Mengintip Surga Dunia di Yogyakarta
VIVA – Sejuknya udara Magelang mengantarkan kami menuju Kota Yogyakarta. Jarak yang tidak terlalu jauh membuat kami tidak terlalu takut untuk berangkat. Kami sebelumnya tidak pernah pergi sendiri seperti ini. Namun, dengan tekad yang kuat untuk menjejalahi kota ini, akhirnya kami berangkat dari Magelang.
Hawa panas menyambut kedatangan kami di Yogyakarta. Setelah melalui perjalanan kurang lebih satu jam, kami tiba di kota pelajar ini. Saat tiba di Yogyakarta, kami tidak lagi berpikir akan menuju ke mana. Setelah berhenti di depan Alun-alun Kidul Yogyakarta, kami mengendarai motor menuju Pantai Indrayanti.
Sesungguhnya kami tidak perlu lagi menuju pusat kota untuk bisa sampai ke Pantai Indrayanti. Karena dari Magelang pun terdapat beberapa jalan yang bisa kami lalui menuju pantai ini.
Pantai Indrayanti adalah salah satu pantai indah yang ada di Yogyakarta. Dengan keindahannya, tak jarang banyak pengunjung yang datang ke pantai ini. Jaraknya dari pusat kota pun tidak terlalu jauh, hanya 69 kilometer saja.
Mesin motor menderu, membelah sunyinya Kota Yogyakarta di pagi hari. Ya, saat itu memang Kota Yogyakarta sangat sepi. Motor yang kami kendarai melaju dengan kecepatan sedang. Tak ingin terlalu terburu-buru tiba di tujuan. Karena kami lebih mementingkan keselamatan di bandingkan kecepatan.

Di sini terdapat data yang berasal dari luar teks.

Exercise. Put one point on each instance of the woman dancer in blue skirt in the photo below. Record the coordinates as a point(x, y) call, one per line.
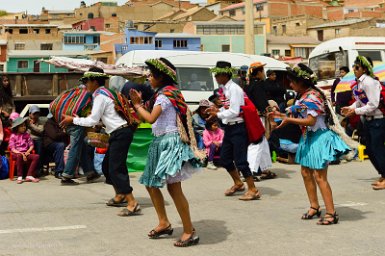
point(318, 145)
point(170, 160)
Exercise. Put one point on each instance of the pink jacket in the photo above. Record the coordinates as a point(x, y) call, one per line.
point(210, 136)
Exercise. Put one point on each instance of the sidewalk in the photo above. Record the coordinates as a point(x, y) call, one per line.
point(49, 219)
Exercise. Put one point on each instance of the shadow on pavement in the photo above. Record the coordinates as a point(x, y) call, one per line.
point(268, 191)
point(209, 231)
point(350, 214)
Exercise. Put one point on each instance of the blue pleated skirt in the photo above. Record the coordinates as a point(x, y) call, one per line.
point(169, 161)
point(317, 149)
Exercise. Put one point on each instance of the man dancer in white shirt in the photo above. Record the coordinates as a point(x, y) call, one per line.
point(235, 142)
point(121, 135)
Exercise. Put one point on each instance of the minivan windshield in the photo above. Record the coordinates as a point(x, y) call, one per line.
point(195, 79)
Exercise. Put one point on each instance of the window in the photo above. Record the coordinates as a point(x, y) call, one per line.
point(225, 48)
point(275, 30)
point(195, 79)
point(19, 46)
point(46, 46)
point(284, 29)
point(74, 39)
point(22, 64)
point(158, 43)
point(276, 52)
point(180, 43)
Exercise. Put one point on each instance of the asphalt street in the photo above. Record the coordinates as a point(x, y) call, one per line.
point(49, 219)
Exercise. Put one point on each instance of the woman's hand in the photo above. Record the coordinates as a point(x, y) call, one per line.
point(67, 120)
point(136, 97)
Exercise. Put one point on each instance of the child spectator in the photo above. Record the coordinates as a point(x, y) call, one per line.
point(212, 138)
point(21, 146)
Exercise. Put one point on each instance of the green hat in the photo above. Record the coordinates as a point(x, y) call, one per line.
point(18, 121)
point(364, 62)
point(89, 74)
point(164, 66)
point(223, 67)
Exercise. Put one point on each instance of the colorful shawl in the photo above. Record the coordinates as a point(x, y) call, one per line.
point(310, 100)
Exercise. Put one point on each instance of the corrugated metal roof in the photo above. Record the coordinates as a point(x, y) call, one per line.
point(340, 23)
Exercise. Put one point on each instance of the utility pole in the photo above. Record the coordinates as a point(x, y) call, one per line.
point(249, 27)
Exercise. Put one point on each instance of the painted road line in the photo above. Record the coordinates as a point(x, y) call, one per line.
point(28, 230)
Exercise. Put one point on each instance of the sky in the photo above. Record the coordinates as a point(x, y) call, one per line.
point(34, 6)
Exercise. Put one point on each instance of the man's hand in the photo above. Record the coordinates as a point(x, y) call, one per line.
point(67, 120)
point(211, 112)
point(348, 112)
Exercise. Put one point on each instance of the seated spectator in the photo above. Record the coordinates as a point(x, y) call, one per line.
point(199, 122)
point(36, 128)
point(54, 142)
point(21, 146)
point(212, 139)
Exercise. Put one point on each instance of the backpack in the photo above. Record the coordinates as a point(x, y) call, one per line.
point(122, 105)
point(76, 101)
point(4, 168)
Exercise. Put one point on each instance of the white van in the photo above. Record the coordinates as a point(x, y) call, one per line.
point(194, 77)
point(326, 59)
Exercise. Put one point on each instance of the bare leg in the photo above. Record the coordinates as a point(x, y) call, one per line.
point(182, 207)
point(158, 202)
point(311, 188)
point(326, 191)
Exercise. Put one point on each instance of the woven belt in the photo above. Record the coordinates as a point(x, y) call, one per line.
point(235, 122)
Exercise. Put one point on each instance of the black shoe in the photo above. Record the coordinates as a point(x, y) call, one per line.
point(92, 177)
point(68, 182)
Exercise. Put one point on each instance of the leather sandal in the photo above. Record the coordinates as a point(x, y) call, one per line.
point(329, 219)
point(308, 216)
point(231, 191)
point(192, 240)
point(157, 234)
point(248, 196)
point(126, 212)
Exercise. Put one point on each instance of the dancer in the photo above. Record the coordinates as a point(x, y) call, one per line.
point(318, 145)
point(367, 93)
point(170, 160)
point(121, 134)
point(235, 142)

Pesisir Selatan Pulau Jawa ini memang memiliki pesona tersendiri untuk dijelajahi. Deretan pantai dengan berbagai karakter yang berbeda-beda sangatlah cocok untuk melepas penat. Aktivitas yang terlampau padat bisa ditinggalkan sejenak.
Dari Yogya, kami mengarahkan motor kami menuju kota Bantul. Jalanan beraspal seperti di pusat kota menemani perjalanan kami ini. Sejuknya udara Yogyakarta pun menyelimuti kami. Setelah tiba di Kabupaten Bantul, kami berbelok arah ke jalan menuju Kabupaten Imogiri, lalu menuju ke Tanjakan Siluk. Berikutnya, kami menuju ke Kabupaten Panggang dan melewati Sesa Saptosari dan Krambil Sawit.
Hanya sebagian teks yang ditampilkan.